There were no surprises in the next few rooms. Leaflets from the exhibition strewn around Floyd and Jenny’s bower, especially ones from the auto show featuring the new, improved cars of the coming year. Maps of North America on Pierre Leclercq’s dresser. A neat row of male toiletries on Leo Di Giovanni’s. Two peaches and three apples on the Pollards’ window sill. What caught me up short was Room 32, Gladys Crew’s. There was nothing there: no clothes, no grooming aids, nothing to eat, and no reading material — except for a copy of Ewart’s pamphlet in the waste basket. I wondered if the newswoman had slipped out without paying. Not so, however. When I got Gabor to show me the register, I saw he’d simply neglected to tell me she’d left, having squared her account and returned her key in the proper form at 8:30 that morning.

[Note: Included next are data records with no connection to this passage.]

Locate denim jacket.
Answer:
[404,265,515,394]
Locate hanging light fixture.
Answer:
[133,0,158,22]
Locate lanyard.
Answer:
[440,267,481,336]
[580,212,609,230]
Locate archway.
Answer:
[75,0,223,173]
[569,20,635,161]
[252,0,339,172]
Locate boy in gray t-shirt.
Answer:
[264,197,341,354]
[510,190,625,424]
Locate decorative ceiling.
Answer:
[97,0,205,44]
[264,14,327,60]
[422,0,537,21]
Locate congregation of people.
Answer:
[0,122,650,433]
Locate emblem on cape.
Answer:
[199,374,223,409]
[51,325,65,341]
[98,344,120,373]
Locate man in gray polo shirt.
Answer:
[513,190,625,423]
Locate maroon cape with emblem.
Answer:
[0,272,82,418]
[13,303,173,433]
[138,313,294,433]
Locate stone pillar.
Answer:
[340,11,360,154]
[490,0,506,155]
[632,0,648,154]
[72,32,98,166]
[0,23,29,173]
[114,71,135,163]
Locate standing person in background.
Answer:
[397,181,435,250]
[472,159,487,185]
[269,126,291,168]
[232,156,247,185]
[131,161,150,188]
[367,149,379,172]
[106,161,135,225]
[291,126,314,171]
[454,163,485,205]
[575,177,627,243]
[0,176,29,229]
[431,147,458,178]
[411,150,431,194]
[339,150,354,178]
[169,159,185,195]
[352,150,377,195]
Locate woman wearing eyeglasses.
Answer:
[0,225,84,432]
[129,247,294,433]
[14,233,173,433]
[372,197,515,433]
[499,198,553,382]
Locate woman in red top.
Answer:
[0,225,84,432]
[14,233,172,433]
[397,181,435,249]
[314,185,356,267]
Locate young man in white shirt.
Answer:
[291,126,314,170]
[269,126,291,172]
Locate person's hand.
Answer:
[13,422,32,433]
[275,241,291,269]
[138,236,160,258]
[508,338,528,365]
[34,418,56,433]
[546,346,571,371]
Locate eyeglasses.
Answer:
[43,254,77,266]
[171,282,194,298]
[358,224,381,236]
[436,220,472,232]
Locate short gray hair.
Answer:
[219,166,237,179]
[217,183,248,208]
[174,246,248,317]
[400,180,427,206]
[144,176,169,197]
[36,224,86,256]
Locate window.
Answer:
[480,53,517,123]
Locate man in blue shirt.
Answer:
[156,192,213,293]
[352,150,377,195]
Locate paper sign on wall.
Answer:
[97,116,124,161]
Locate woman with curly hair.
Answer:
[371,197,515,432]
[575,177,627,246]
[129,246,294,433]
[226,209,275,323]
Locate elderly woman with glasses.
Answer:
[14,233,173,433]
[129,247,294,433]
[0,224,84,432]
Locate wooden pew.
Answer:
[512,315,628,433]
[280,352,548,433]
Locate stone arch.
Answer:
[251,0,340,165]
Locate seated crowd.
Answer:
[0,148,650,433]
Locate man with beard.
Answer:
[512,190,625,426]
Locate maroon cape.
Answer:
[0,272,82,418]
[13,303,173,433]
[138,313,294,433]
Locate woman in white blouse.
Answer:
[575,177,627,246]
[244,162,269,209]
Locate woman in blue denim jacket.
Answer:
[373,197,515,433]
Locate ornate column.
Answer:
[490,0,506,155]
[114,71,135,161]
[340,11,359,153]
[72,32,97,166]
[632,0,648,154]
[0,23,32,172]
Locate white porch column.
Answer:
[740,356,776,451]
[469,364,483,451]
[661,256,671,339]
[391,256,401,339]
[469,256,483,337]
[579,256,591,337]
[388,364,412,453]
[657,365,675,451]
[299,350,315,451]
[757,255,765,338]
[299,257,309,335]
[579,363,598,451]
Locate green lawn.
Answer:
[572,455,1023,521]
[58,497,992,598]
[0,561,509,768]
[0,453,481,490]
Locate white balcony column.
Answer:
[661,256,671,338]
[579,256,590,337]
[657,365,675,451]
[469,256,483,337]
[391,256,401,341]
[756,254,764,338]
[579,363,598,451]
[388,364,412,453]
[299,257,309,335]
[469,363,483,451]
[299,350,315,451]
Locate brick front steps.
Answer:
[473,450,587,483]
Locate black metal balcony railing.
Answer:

I next phoned Grace Hospital. They had the body, but Cruickshank and Horvath had not yet arrived. I instructed the pathologist’s assistant to send the deceased’s clothes to Dalton Linacre, the chemistry professor at the University of Toronto, with instructions to analyze any powder residue found and see if he could tell us more about the bomb.
Gabor was hanging around the phone listening to my end of the conversation.
“Anything more you’d like to tell me?” I asked him.
“No, nothing.”
“You think of anything, remember anything, hear anything, see anything, phone this number.” I wrote it out for him. I should have had business cards, but the city was on one of its economizing binges — stopping just short of acting on Mayor Thomas Foster’s suggestion that it would be cheaper to reimburse robbery victims from public funds than to hire police. My name and number didn’t take up a whole page of my department-issued notebook, so I gave Gabor only the bottom half. “Otherwise,” I went on, “business as usual. Don’t talk about the case with anyone. Now let’s have that suitcase from the safe.”
He got it for me, a little unsteadily.
“I could use a drink for the road as well.”
“I don’t —”
“Skip it, Frank. You’ve been tippling all morning.”
He straightened his tie. “I was going to say I don’t have a glass.” There was malice in his smile.
“Let’s have the bottle then.” I could have had him fetch me a glass from one of the guest rooms, but I was ready to go, and there was no pus actually flowing from the swelling on his lip. I poured a generous ounce of plum brandy into my mouth and swallowed it down. My chaser was a cone of fish and chips from the shop across the alley from the hotel. I took the opportunity of asking the proprietor if he’d noticed anything around the time of the blast, but he hadn’t arrived at his shop till 9:30. An eastbound streetcar was coming, so I didn’t probe further. I jumped aboard with lunch in one hand and Lucy’s case in the other.